Osteoporosis is a reduction in bone mass, with micro-architectural deterioration, leading to an increased risk of fragility fractures. A secondary cause for osteoporosis (caused by a specific well-defined clinical disorder) is found in a proportion of patients, which varies in different patient populations.
We evaluated the utility of a 'standard panel' (FBC, PV, plasma protein electrophoresis & BJP, thyroid function tests, U&Es, calcium and bone profile, fasting lipids and LFTs) of biochemical investigations in 327 consecutive patients (287 Female: 40 Male) referred to the osteoporosis service from April 1999 to March 2000. Patients were characterised following measurement of spinal/femoral neck Bone Mineral Density (BMD) following a DEXA bone scan (LUNAR, Madison, Wisconsin, USA).

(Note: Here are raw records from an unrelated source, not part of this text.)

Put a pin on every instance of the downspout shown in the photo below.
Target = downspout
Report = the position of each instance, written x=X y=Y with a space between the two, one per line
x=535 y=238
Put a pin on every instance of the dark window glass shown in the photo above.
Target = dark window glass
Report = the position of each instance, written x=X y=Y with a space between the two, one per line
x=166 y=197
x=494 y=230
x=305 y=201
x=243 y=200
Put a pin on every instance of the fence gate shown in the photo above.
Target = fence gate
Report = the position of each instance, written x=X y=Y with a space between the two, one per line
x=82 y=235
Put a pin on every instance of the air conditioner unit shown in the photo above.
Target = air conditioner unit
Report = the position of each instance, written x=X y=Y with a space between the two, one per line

There were 88 patients with osteoporosis (T < -2.5 SD), 91 with osteopenia (T >-2.5 & < -1.0 SD), 130 with normal BMDs (T > 1.0 SD) and 20 who did not have bone scans. No cases of multiple myeloma were found. 2.2% of patients with osteoporosis had hypercalcaemia due to hyperparathyroidism, 9% had hypocalcaemia (due to coeliac disease, vitamin D deficiency, & phenytoin therapy), 8% hypothyroidism an 1% thyrotoxicosis.
In summary we found no utility in performing a myeloma screen. A small proportion of patients had abnormalities of calcium homeostasis or thyroid disease and we recommend that a 'screening' biochemical evaluation should be restricted to calcium/bone profile and thyroid function tests in patients with a presumptive diagnosis of osteoporosis.